Egipto: De las minifaldas al hiyab obligatorio

Egipto: De las minifaldas al hiyab obligatorio

¿Cómo se volvió Egipto un país tan conservador en solo 70 años?

 

la islamización progresiva de la sociedad egipcia desde los años setenta, no fue un cambio impuesto de un día para otro, fue un proceso lento, que se extendió durante décadas.

Si alguien pudiera viajar al El Cairo de 1950 y después regresar al Egipto de hoy, probablemente pensaría que ha visitado dos países completamente distintos.

No hablamos de los edificios, las carreteras o la tecnología, hablamos de la forma de vestir, de pensar, de relacionarse entre hombres y mujeres y del papel que ocupa la religión en la vida cotidiana.

Si viajas hoy a El Cairo, lo que te encuentras es una metrópolis caótica, fascinante, pero sobre todo, profundamente conservadora. El velo (hiyab) es casi omnipresente, los códigos de vestimenta son estrictos, y la religión marca cada minuto del día y cada interacción social.

¿Qué pasó en el camino? ¿Cómo se transformó un país que era el faro de la modernidad árabe en un bastión del conservadurismo islámico?

Vamos a contarlo de forma sencilla, paso a paso y sin rodeos…

 

1. Los años 50 y 60: El Egipto cosmopolita, laico y «en minifalda»

Tras la revolución de 1952, liderada por el carismático presidente Gamal Abdel Nasser, Egipto se convirtió en una república que miraba al futuro con ojos laicos y socialistas.

La anécdota del velo: Hay un vídeo famosísimo en internet de Nasser en los años 50 dando un discurso. En él, cuenta entre risas que el líder de los Hermanos Musulmanes (el grupo islamista de la época) le había pedido que hiciera obligatorio el uso del velo para las mujeres en la calle. El público estalla a carcajadas. Nasser responde: «Le dije: ‘Tú tienes una hija en la facultad de medicina y no lleva velo, ¿por qué no empiezas por aplicártelo a ti mismo?'». Esa risa colectiva demuestra cómo se veía el conservadurismo entonces: como algo anticuado y marginal.
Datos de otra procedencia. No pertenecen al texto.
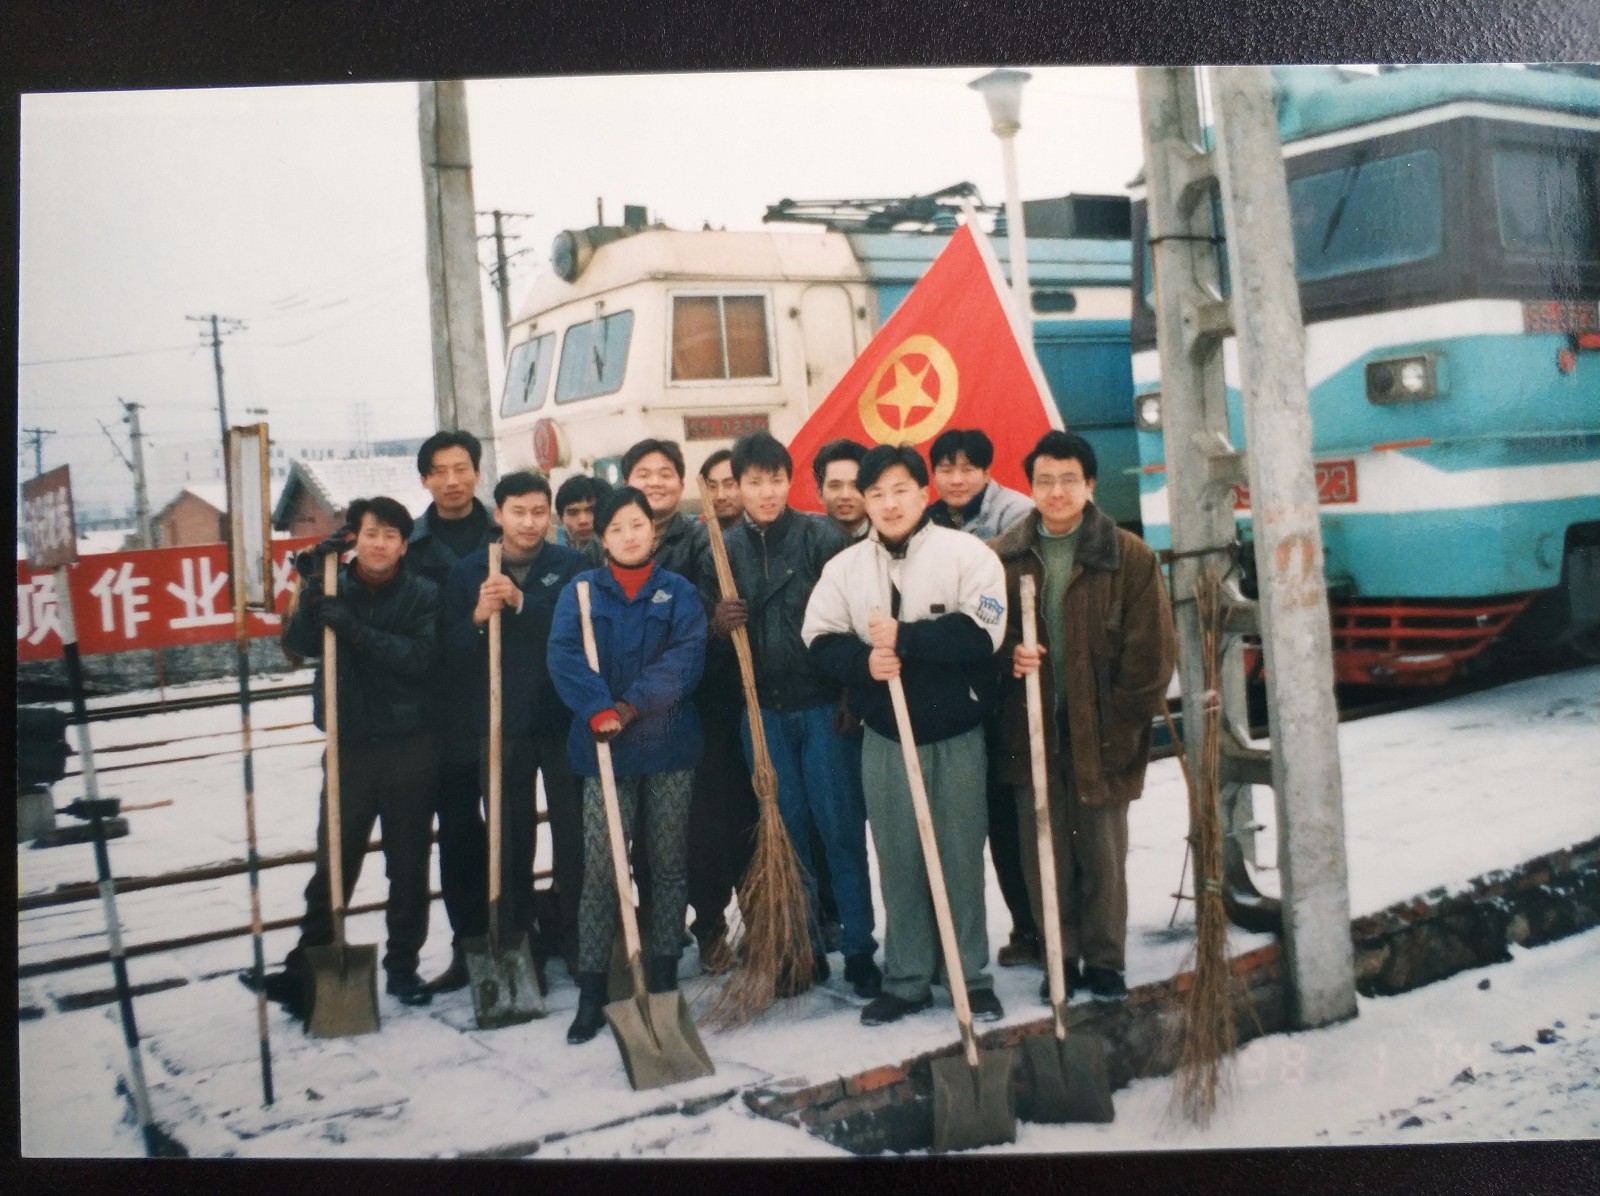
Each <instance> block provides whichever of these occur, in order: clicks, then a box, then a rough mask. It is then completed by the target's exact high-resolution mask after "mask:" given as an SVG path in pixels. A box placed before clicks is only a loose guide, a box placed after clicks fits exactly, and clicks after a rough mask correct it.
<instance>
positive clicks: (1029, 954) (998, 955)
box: [995, 931, 1043, 967]
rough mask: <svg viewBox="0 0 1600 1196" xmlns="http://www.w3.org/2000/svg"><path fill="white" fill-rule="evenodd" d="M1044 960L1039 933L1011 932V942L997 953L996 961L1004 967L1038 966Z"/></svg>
mask: <svg viewBox="0 0 1600 1196" xmlns="http://www.w3.org/2000/svg"><path fill="white" fill-rule="evenodd" d="M1042 958H1043V956H1042V953H1040V950H1038V932H1037V931H1011V942H1008V943H1006V945H1005V947H1002V948H1000V950H998V951H997V953H995V961H997V963H998V964H1000V966H1002V967H1021V966H1022V964H1037V963H1038V961H1040V959H1042Z"/></svg>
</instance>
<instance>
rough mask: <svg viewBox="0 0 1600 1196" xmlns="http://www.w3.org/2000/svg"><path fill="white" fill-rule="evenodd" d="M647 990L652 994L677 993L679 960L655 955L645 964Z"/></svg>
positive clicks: (666, 955) (645, 971) (651, 956)
mask: <svg viewBox="0 0 1600 1196" xmlns="http://www.w3.org/2000/svg"><path fill="white" fill-rule="evenodd" d="M645 988H648V990H650V991H651V993H675V991H677V988H678V958H677V956H675V955H653V956H650V961H648V963H646V964H645Z"/></svg>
Moda y cultura sin complejos: En las universidades de El Cairo o Alejandría, las estudiantes vestían minifaldas, vestidos de cóctel y peinados a la moda parisina. El cine egipcio de la época dorada —el Hollywood del mundo árabe— mostraba actrices glamurosas, besos en pantalla, romance y debates modernos. La religión era algo privado; nadie te juzgaba en la calle por cómo ibas vestido o por lo que hacías en tu tiempo libre.

Las playas estaban llenas de bañadores similares a los que podían verse en Europa, no era una sociedad perfecta, existían desigualdades, pobreza y autoritarismo político, pero, desde el punto de vista de las costumbres, el ambiente urbano era mucho más abierto.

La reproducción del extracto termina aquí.